Re: [PATCH 1/1] eal: add 128-bit cmpset (x86-64 only)

From: Ola Liljedahl <hidden>
Date: 2019-02-01 19:01:39

On Fri, 2019-02-01 at 17:06 +0000, Eads, Gage wrote:

quoted

-----Original Message-----
From: Ola Liljedahl [mailto:Ola.Liljedahl@arm.com]
Sent: Monday, January 28, 2019 5:02 PM
To: Eads, Gage <redacted>; dev@dpdk.org
Cc: arybchenko@solarflare.com; jerinj@marvell.com;
chaozhu@linux.vnet.ibm.com; nd [off-list ref]; Richardson, Bruce
[off-list ref]; Ananyev, Konstantin
[off-list ref]; hemant.agrawal@nxp.com;
olivier.matz@6wind.com; Honnappa Nagarahalli
[off-list ref]; Gavin Hu (Arm Technology China)
[off-list ref]
Subject: Re: [dpdk-dev] [PATCH 1/1] eal: add 128-bit cmpset (x86-64 only)

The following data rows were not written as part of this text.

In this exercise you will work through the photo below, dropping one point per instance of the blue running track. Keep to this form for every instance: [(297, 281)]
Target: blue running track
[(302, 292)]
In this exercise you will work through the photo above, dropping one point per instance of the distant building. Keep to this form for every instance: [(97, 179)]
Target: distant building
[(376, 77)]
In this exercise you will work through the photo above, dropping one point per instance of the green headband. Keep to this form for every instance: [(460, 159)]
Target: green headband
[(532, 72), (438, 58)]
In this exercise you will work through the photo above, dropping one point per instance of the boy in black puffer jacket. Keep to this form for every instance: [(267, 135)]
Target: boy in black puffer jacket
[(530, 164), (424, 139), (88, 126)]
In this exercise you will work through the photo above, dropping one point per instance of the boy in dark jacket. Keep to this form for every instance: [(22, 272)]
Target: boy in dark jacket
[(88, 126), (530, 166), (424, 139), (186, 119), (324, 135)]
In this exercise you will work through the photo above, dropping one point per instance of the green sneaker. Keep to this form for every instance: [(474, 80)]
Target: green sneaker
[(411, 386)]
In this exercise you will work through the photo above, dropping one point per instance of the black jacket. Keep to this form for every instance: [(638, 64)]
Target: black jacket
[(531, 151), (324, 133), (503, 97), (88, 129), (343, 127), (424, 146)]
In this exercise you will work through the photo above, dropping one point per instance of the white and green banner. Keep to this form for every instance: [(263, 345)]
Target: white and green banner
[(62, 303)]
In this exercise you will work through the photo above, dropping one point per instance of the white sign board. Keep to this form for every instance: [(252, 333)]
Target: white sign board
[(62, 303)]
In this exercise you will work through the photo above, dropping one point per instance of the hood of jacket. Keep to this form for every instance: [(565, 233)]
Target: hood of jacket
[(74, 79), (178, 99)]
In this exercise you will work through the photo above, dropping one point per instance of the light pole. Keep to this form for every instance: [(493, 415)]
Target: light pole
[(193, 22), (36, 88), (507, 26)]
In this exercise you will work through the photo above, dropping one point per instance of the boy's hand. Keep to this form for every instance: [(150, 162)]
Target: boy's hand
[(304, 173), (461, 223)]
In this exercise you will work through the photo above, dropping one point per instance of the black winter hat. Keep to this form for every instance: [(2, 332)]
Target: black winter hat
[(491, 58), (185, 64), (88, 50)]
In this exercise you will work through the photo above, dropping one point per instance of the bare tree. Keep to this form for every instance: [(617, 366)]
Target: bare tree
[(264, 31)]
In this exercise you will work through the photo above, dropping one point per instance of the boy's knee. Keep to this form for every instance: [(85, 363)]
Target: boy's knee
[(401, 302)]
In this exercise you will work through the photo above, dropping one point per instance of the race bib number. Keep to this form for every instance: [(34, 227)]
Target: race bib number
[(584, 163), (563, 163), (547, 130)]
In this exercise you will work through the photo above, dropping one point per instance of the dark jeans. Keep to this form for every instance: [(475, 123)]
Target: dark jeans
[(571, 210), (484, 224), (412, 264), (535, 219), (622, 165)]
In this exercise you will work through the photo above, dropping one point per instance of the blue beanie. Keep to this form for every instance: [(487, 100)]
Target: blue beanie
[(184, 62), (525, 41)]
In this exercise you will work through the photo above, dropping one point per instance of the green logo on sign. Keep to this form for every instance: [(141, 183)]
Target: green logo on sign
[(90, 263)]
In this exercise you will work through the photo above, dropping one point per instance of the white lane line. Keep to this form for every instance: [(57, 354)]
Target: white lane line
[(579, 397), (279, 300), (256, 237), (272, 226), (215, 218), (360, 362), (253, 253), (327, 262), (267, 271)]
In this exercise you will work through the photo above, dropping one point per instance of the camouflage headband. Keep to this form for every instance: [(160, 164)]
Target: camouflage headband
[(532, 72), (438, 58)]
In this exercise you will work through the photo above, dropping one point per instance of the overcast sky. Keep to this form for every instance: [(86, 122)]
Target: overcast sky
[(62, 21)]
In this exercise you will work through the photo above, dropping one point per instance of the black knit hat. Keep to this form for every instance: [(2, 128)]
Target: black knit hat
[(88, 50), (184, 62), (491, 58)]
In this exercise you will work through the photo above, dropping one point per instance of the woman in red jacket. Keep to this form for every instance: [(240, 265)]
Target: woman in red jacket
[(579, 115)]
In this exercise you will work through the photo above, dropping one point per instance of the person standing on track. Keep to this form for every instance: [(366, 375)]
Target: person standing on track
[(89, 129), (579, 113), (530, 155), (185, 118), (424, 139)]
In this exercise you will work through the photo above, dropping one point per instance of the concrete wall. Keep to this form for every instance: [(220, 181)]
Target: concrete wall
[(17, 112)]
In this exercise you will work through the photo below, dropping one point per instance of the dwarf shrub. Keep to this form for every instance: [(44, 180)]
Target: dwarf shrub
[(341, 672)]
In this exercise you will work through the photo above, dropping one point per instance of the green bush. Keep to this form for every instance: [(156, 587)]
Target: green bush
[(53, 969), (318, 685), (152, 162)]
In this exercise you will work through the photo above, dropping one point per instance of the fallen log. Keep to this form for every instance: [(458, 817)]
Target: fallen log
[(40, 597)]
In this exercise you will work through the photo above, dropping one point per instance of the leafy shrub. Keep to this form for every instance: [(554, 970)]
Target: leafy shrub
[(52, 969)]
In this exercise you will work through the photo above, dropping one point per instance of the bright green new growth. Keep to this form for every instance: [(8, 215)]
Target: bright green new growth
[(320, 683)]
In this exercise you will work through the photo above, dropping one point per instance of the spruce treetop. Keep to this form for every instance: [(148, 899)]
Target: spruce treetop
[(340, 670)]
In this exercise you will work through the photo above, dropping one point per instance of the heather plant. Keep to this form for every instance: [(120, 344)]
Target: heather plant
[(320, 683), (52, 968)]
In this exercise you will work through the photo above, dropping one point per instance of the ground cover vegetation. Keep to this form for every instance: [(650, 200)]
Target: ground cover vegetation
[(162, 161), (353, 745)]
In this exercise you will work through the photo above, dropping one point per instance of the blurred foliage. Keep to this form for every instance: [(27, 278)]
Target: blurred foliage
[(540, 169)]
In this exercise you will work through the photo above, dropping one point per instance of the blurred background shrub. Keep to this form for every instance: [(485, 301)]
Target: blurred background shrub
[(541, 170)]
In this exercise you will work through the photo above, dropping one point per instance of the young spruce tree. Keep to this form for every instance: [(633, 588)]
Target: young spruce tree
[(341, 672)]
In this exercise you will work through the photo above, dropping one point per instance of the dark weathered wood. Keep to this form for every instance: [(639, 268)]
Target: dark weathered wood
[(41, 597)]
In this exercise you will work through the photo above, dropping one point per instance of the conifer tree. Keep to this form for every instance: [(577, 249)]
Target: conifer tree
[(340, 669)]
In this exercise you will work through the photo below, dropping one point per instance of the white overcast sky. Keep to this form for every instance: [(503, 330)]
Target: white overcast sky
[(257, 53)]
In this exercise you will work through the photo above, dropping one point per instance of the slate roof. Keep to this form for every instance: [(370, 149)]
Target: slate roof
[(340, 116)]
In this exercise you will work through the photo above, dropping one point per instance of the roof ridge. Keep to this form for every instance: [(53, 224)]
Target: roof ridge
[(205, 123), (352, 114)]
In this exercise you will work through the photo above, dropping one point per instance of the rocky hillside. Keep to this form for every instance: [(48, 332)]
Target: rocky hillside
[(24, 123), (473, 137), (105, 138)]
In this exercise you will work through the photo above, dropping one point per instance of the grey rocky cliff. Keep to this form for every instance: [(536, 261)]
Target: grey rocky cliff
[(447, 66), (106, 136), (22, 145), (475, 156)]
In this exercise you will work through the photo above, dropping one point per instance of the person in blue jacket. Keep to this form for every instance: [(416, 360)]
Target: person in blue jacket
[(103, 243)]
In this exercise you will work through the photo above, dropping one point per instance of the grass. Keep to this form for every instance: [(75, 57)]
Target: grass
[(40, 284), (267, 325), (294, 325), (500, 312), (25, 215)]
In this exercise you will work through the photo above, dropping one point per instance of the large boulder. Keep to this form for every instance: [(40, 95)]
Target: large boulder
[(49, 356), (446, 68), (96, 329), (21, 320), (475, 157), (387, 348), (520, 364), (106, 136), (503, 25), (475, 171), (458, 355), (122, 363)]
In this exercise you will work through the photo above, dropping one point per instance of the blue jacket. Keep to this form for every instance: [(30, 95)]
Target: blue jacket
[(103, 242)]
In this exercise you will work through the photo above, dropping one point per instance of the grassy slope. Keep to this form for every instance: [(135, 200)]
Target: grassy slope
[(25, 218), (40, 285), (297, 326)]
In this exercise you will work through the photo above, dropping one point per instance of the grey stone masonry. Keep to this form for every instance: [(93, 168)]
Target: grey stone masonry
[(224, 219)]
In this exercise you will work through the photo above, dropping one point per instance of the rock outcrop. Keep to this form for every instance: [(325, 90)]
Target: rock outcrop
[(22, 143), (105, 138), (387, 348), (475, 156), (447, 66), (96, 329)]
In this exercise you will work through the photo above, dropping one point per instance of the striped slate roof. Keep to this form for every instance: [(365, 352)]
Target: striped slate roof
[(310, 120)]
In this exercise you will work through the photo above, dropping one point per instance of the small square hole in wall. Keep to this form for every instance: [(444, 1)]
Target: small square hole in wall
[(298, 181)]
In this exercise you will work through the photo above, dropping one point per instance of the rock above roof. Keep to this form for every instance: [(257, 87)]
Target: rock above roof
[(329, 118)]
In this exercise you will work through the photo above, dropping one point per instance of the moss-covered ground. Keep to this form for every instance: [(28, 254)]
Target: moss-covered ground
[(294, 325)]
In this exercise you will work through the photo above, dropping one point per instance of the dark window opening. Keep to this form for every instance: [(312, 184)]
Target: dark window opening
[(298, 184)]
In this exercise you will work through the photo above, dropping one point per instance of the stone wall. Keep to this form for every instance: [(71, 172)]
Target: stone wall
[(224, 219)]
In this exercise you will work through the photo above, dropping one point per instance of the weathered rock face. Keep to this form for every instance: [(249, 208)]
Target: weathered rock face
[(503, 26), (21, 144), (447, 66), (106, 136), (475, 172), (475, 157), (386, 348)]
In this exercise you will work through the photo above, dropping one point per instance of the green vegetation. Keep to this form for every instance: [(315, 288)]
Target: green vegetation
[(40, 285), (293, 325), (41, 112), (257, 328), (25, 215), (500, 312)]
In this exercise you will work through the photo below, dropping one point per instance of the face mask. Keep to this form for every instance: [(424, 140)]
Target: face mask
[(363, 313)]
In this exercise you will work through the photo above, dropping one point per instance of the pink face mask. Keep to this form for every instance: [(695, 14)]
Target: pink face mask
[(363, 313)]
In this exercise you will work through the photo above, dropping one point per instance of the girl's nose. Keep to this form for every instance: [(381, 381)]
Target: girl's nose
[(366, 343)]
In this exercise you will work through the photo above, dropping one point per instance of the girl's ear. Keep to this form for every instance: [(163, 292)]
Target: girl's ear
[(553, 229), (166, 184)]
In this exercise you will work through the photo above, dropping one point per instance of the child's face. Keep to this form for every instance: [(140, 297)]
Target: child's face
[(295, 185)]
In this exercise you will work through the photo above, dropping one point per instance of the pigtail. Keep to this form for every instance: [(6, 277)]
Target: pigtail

On Mon, 2019-01-28 at 11:29 -0600, Gage Eads wrote:

quoted

This operation can be used for non-blocking algorithms, such as a
non-blocking stack or ring.

Signed-off-by: Gage Eads <redacted>
---
 .../common/include/arch/x86/rte_atomic_64.h        | 31 +++++++++++
 lib/librte_eal/common/include/generic/rte_atomic.h | 65
++++++++++++++++++++++
 2 files changed, 96 insertions(+)

diff --git a/lib/librte_eal/common/include/arch/x86/rte_atomic_64.h

b/lib/librte_eal/common/include/arch/x86/rte_atomic_64.h
index fd2ec9c53..b7b90b83e 100644

--- a/lib/librte_eal/common/include/arch/x86/rte_atomic_64.h
+++ b/lib/librte_eal/common/include/arch/x86/rte_atomic_64.h

@@ -34,6 +34,7 @@

 /*
  * Inspired from FreeBSD src/sys/amd64/include/atomic.h
  * Copyright (c) 1998 Doug Rabson
+ * Copyright (c) 2019 Intel Corporation
  * All rights reserved.
  */

@@ -46,6 +47,7 @@

 #include <stdint.h>
 #include <rte_common.h>
+#include <rte_compat.h>
 #include <rte_atomic.h>

 /*------------------------- 64 bit atomic operations
------------------------ -*/ @@ -208,4 +210,33 @@ static inline void
rte_atomic64_clear(rte_atomic64_t *v)
 }
 #endif

+static inline int __rte_experimental

__rte_always_inline?

quoted

+rte_atomic128_cmpset(volatile rte_int128_t *dst,

No need to declare the location volatile. Volatile doesn't do what you think
it
does.
https://youtu.be/lkgszkPnV8g?t=1027

I made this volatile to match the existing rte_atomicN_cmpset definitions,
which presumably have a good reason for using the keyword. Maintainers, any
input here?

quoted

+		     rte_int128_t *exp,

I would declare 'exp' const as well and document that 'exp' is not updated
(with
the old value) for a failure. The reason being that ARMv8.0/AArch64 cannot
atomically read the old value without also writing the location and that is
bad
for performance (unnecessary writes leads to unnecessary contention and
worse scalability). And the user must anyway read the location (in the start
of
the critical section) using e.g. non-atomic 64-bit reads so there isn't
actually any
requirement for an atomic 128-bit read of the location.

Will change in v2.

quoted

 rte_int128_t *src,

const rte_int128_t *src?

Sure, I don't see any harm in using const.

quoted


But why are we not passing 'exp' and 'src' by value? That works great, even
with
structs. Passing by value simplifies the compiler's life, especially if the
call is
inlined. Ask a compiler developer.

I ran objdump on the nb_stack code with both approaches, and pass-by-reference 
resulted in fewer overall x86_64 assembly ops.
PBV: 100 ops for push, 97 ops for pop
PBR: 92 ops for push, 84 ops for pop

OK I have never checked x86_64 code generation... I have good experiences with
ARM/AArch64, everything seems to be done using registers. I am surprised there
is a difference.

Did a quick check with lfring, passing 'src' (third param) by reference and by
value. No difference in code generation on x86_64.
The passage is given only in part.